First off, this is front page news since I had no clue she even knew what a frittata was, much less made them, since she's long been firmly in the cream of mushroom canned soup casserole camp.
My Dad, shambling in from the family room and overhearing this discussion, joins in. "Yes and there was some left over, so she promised I could have it for breakfast this morning. Imagine my disappointment when I sat down to a bowl of Cheerios for breakfast!"
From the other side of the kitchen, Mom shrugs and says, "I forgot." To her, it's no big deal but not to Dad, who'd apparently had sweet dreams of more frittata, only to have them dashed.
A modern woman might have told him to get up and warm up the leftover fritatta if he wanted it so badly, but that's not how my parents' marriage works.
My reason for visiting today was that Mom wanted to clean out several closets and requested my assistance doing it, knowing how much pleasure it gives me to get rid of stuff and they've got six decades of accumulation.

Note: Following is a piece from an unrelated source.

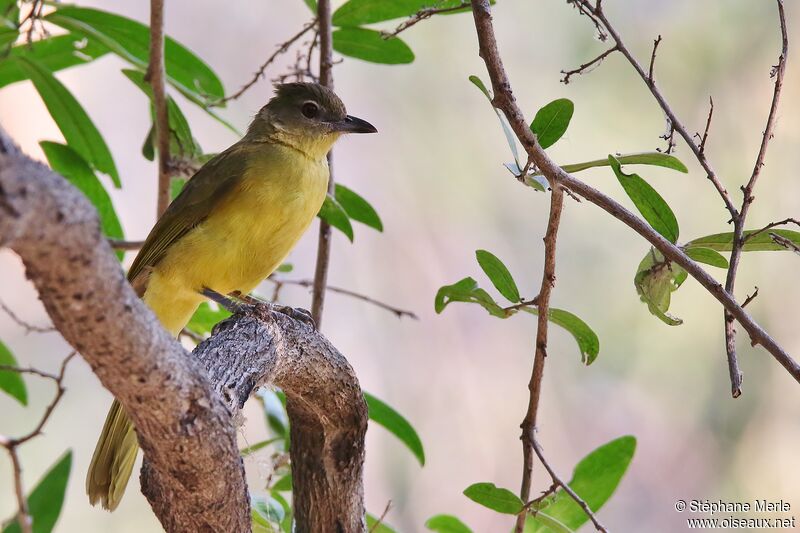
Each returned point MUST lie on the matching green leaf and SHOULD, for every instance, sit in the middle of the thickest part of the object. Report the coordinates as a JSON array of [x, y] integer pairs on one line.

One of the jobs involved cleaning out the six drawers - crammed with spools of thread (dry-rotted?), grosgrain and satin ribbons, elastic and dozens of buttons - of my Richmond grandmother's wooden treadle sewing machine. To put that in perspective, Grandma's been dead since 1984 and my Mom doesn't sew and we were just now getting around to cleaning out those drawers.
Once those chores were finished and I loaded up my car with donations for Diversity Thrift, I decided to take advantage of the sunshine and take a short walk before I left.
Heading down what's known as the "crab road" because it ends where a crab-processing shack once sat and is now home to million dollar condos, I was happy just to be outside and stretching my legs. It's not a particularly long road, but it is right along the river, meaning every breath is a deliciously salty one, especially on a breezy day like today.
Out of the corner of my eye I see something moving on the porch of a raised house, unsure at first what it is, but finally realizing it's a hand behind a window. Whose hand, I have no idea, but everyone waves at everyone down here, so I wave back and keep going.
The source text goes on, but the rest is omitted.